My brushes are very environmentally friendly.
Bamboo is one of the more renewable plants. Most of my bamboo comes to me by way of Craigslist ads i place where i offer to clean up bamboo growing around a house. Usually the bamboo has not been touched in years. The owner of the bamboo gets their bamboo cleaned out and transformed into a work of living art. I get a trailer full of bamboo and often a sore back.
My more exotic brush bristle materials were at one time a small part of someone else’s trophy. I find some of the materials by way of estate sales where i buy a hide, a shawl or similar, and transform it into many high quality, and one of a kind brushes.
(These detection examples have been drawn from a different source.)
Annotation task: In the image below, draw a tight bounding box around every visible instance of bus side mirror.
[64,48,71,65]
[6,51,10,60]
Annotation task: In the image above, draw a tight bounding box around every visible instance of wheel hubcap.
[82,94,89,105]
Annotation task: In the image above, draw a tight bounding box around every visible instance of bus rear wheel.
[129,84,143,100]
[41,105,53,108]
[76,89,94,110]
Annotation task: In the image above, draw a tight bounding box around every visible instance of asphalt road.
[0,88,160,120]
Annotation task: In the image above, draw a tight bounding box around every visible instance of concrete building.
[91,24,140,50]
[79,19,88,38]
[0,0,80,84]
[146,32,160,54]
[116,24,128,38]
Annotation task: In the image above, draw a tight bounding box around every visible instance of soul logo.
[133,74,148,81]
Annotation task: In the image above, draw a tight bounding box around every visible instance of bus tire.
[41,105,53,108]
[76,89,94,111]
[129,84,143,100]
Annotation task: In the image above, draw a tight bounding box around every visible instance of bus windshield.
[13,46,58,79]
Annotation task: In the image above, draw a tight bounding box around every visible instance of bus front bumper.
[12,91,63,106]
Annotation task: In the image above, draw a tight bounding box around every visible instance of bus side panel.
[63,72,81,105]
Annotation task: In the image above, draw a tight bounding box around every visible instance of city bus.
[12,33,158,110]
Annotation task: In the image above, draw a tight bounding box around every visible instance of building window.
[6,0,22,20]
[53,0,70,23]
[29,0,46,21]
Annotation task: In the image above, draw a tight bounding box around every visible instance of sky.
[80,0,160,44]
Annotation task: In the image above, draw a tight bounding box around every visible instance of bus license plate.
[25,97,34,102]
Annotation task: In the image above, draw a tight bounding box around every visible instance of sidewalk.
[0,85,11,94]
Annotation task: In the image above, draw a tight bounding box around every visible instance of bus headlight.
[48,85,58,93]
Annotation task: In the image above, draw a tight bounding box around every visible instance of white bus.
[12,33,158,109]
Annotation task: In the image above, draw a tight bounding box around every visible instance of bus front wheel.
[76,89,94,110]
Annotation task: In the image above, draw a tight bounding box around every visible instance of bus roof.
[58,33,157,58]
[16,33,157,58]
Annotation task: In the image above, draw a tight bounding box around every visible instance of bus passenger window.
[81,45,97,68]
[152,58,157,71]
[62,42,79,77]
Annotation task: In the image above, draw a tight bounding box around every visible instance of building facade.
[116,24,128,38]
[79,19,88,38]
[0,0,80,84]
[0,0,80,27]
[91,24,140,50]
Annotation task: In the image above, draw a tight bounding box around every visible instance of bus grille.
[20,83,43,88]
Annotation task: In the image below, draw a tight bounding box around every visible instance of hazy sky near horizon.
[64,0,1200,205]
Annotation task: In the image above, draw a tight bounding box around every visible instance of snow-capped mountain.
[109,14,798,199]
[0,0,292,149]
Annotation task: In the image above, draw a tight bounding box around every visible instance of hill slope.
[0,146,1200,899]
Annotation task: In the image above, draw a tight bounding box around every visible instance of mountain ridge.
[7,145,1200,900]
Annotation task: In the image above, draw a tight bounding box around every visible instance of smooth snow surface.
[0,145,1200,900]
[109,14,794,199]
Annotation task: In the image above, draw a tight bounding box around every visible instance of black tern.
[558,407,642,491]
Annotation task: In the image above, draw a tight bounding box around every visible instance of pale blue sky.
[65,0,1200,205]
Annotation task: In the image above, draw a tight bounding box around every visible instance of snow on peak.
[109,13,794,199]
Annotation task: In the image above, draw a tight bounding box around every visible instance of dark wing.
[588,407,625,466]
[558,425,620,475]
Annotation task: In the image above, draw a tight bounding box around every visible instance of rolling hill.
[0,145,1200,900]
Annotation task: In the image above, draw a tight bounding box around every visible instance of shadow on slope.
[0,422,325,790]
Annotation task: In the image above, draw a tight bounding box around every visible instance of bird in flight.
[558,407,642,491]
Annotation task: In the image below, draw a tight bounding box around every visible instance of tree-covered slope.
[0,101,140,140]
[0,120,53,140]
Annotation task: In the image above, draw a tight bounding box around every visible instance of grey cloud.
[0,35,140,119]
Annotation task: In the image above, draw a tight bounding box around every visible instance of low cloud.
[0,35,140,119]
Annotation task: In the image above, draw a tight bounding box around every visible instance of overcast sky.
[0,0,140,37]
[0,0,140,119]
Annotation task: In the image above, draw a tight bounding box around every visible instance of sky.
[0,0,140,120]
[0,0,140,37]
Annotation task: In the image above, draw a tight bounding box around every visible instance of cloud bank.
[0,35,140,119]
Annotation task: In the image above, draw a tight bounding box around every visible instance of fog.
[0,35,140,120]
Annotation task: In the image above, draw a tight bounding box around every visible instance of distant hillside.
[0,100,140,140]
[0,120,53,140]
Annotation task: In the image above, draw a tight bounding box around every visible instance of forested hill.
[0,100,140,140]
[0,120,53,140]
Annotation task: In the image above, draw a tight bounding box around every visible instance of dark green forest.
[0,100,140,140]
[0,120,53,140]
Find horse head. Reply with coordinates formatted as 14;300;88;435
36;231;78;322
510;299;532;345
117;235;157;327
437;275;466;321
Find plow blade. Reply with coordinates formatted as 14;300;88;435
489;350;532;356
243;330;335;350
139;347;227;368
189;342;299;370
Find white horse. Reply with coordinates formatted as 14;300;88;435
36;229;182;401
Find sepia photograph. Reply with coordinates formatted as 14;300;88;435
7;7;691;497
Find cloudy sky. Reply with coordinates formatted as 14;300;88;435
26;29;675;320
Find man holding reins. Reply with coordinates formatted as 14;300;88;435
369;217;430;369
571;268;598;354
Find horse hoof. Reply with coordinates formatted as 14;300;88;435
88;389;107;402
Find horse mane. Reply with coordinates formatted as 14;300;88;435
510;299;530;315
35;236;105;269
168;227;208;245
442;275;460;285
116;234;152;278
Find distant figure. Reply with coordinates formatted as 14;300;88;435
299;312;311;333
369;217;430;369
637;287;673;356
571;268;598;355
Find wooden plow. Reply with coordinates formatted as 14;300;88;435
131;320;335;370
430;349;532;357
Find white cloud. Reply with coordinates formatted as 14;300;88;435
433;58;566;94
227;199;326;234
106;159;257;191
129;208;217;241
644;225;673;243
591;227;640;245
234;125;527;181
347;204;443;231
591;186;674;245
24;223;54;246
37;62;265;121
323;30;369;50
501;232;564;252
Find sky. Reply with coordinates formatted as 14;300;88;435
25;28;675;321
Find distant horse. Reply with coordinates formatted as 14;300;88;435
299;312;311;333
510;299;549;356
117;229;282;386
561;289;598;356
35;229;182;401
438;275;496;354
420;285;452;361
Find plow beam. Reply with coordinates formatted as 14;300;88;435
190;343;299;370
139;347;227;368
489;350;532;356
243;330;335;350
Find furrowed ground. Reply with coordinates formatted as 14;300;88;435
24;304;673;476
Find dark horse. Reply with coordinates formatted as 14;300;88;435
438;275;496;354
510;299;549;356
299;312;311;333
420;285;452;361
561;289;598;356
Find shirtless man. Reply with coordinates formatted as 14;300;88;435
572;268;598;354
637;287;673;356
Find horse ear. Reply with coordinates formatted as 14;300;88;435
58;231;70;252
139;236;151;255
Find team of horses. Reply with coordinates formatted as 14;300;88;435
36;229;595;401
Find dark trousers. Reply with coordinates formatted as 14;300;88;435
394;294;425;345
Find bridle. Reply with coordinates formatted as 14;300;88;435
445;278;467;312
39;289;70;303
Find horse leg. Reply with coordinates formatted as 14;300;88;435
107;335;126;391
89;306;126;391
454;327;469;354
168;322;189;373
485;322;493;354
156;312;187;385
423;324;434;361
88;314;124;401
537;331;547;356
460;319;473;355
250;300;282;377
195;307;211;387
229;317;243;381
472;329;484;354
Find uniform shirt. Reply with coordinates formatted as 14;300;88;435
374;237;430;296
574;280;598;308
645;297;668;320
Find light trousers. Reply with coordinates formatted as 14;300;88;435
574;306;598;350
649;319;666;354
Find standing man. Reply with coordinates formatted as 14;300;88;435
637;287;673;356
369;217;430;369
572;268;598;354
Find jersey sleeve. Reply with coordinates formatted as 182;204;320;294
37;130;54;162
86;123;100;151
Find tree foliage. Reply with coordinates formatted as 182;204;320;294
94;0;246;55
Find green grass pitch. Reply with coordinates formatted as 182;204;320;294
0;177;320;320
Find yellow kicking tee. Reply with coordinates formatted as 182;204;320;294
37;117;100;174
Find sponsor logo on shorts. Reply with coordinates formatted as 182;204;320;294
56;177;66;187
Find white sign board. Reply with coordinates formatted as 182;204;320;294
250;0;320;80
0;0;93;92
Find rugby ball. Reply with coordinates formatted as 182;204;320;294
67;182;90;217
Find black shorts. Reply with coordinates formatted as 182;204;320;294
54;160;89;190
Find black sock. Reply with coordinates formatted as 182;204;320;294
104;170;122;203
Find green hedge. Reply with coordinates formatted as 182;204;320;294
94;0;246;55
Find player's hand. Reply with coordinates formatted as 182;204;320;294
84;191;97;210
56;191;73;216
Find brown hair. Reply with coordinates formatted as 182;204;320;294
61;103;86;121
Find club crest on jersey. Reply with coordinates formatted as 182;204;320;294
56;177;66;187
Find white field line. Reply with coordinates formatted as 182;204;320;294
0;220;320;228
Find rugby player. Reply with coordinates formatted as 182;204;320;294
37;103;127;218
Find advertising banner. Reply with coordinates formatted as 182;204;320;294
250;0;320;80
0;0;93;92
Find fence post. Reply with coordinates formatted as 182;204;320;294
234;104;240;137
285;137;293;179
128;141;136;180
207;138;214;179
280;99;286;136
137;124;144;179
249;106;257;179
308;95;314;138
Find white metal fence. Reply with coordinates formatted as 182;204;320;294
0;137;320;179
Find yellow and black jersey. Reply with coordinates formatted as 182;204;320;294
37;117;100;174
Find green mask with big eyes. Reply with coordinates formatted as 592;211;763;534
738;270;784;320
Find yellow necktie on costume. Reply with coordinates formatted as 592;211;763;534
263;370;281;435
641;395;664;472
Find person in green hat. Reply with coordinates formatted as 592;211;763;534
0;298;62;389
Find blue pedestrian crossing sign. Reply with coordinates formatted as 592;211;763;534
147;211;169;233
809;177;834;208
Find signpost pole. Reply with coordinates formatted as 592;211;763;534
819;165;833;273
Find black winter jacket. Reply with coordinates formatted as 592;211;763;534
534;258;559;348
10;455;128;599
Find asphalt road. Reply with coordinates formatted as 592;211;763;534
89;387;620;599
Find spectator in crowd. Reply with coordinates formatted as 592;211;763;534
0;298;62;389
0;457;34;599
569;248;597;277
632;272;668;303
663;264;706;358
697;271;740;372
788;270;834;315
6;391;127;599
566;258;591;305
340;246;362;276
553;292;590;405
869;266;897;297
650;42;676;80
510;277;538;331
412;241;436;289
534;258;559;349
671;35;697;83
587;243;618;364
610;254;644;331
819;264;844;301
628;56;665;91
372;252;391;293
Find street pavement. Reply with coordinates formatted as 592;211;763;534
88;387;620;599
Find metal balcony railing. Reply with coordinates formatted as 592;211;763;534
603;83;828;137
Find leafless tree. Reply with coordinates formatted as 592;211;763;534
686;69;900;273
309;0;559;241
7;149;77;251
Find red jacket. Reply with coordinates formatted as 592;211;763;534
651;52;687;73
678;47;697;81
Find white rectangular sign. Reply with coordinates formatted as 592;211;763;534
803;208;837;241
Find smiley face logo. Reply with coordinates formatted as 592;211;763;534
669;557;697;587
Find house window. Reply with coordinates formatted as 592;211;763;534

This is known as up-cycling or re-purposing.
Some of the bristle material i use, such as goat, pony, and sabeline hair, as examples, are collected by way of giving the the animals a hair cut. As an aside, the goat hair i use is carefully cleaned and prepared for use as makeup brushes. No harm comes to the goats, ponies or Oxen, beyond receiving a haircut. The hair is always cleaned before and after becoming paintbrushes, and the material is completely renewable.
My manufacturing is also environmentally friendly. Bamboo dust from cutting and sanding is the biggest byproduct and all of it recycled. I use the saw and sanding dust as lawn fertilizer.
I also use synthetic filaments for some brushes, which i like to joke come from Unicorns who visit my studio in the Spring and let me comb out their winter coats.
My synthetic filaments are designed to last up to about 20 years with reasonable care and most types of natural hair can last up to hundreds of years, again with reasonable care. Natural hair can last up to many thousands of years if protected.